In Japan, the robot isn't coming for your job; it's filling the one nobody wants

https://techcrunch.com/2026/04/05/japan-is-proving-experimental-physical-ai-is-ready-for-the-real-world/

In Japan, the robot isn't coming for your job; it's filling the one nobody wants | TechCrunch

Driven by labor shortages, Japan is pushing physical AI from pilot projects into real-world deployment.

TechCrunch

"No one wants" usually includes an insufficient wage, sometimes also an issue of insufficient investment in training for skilled folks. eg if you need a doctor in 12 years you have to start more or less today.

A quick google suggests ~18% of their working age people do not have jobs, which naturally could be shifted by incentives like money or training.

(Edit, because people are confused, I'm not talking about unemployment rate, i'm talking about labor non-participation rate as a measure of people who could be enticed into the workforce with a living wage)

18% is one of the.lowest rates on the planet. 4th in fact.

This includes early retirees, full time students, home makers and people unable to work for health related reasons.

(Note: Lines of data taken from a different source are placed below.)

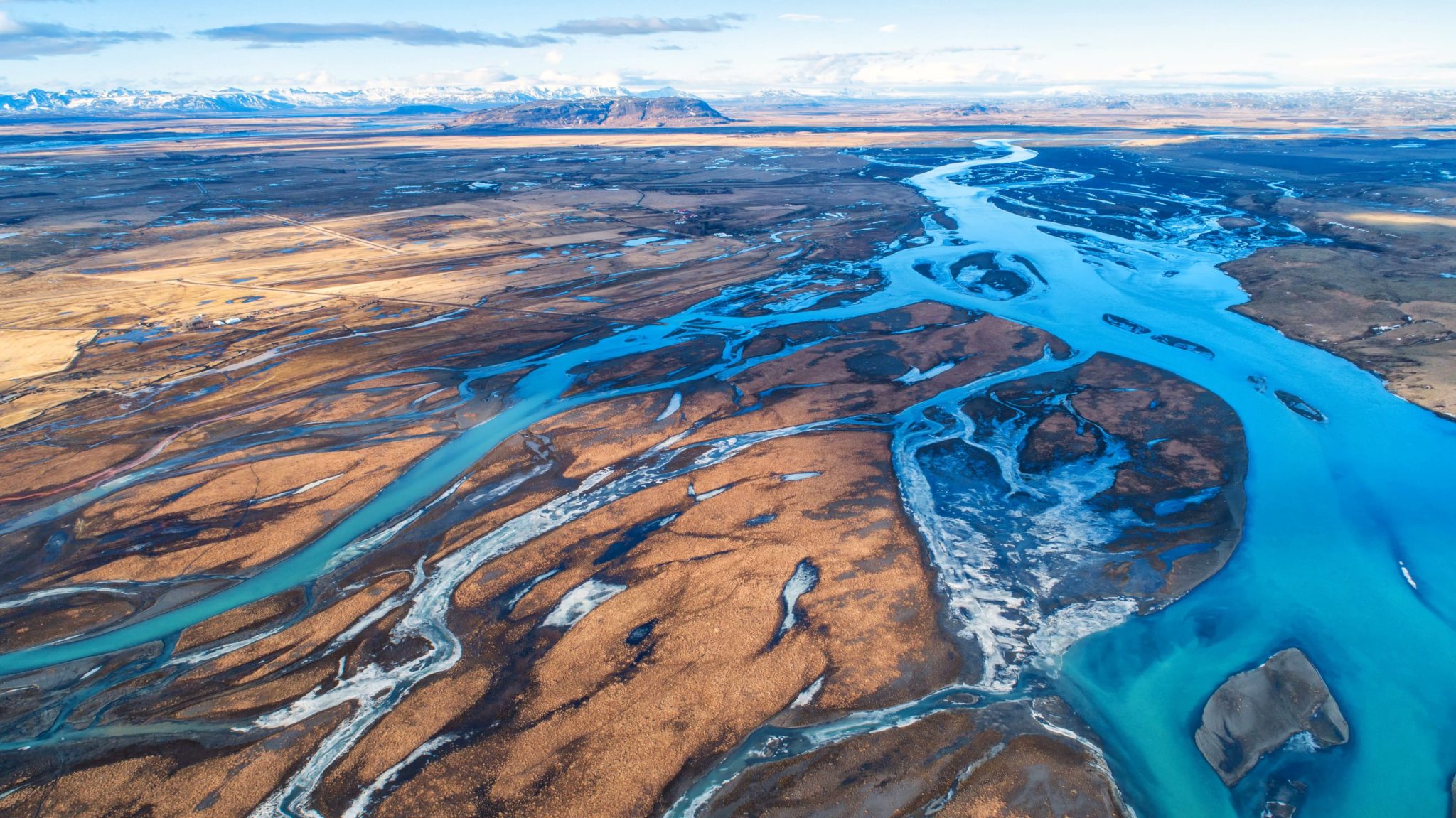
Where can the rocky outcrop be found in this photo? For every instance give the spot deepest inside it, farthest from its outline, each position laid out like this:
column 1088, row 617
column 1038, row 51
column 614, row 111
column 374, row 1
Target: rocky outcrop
column 600, row 112
column 1258, row 711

It's still 10s of millions of people who could be given a job (and some hope and purpose too btw)

Edit: btw I agree there's more to life than work. But when you're unemployed and hoping for work, competing against robots and LLMs is quite crushing.

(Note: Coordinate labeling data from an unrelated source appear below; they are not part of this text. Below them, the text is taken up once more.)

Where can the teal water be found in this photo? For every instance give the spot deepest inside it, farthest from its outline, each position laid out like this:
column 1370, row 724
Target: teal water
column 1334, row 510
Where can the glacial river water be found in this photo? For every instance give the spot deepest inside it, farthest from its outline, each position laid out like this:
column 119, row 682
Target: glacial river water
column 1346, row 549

Japan has one of the lowest unemployments on the planet, 2.5%.

Virtually all that don't work don't want to and don't need to or simply can't.

As the article we're commenting points out Japan has a labor shortage.

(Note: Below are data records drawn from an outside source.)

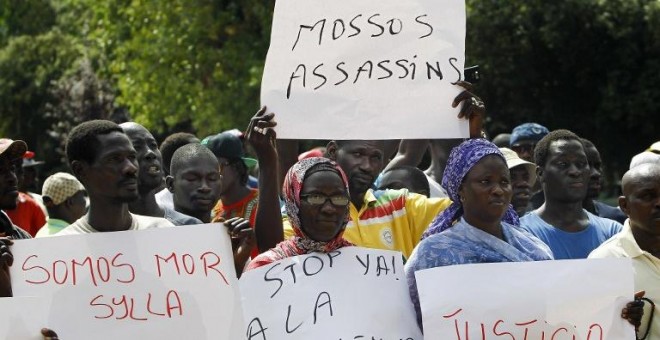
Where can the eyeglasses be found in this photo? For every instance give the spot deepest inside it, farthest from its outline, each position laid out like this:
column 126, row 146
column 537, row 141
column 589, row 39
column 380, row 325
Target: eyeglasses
column 316, row 199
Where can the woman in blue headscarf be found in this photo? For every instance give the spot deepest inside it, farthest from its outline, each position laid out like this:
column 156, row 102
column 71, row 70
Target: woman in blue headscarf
column 481, row 225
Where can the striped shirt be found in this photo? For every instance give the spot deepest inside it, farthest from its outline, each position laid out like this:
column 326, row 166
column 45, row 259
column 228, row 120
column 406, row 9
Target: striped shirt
column 389, row 219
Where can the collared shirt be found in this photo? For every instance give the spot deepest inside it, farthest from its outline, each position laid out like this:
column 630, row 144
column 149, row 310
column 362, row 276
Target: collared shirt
column 52, row 227
column 646, row 269
column 389, row 219
column 138, row 222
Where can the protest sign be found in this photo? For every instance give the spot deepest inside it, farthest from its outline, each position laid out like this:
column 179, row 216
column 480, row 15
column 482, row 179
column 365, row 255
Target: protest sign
column 166, row 283
column 22, row 318
column 552, row 300
column 351, row 293
column 376, row 69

But this guy googled it and apparently there are 18% of Japanese people not working, so obviously their entire society pivoting towards automation is wrong.
Yep. In a society with an aging population and a low birth rate, people who would prefer to be full-time parents staying home and raising their kids ought to instead be doing undesirable, monotonous, easily-automatable jobs that robots can do. Or at least two families could agree to pay each other to raise the other's children, so that it counts as employment, rather than raising their own. Yes, maximizing labor force participation... That's how things ought to be.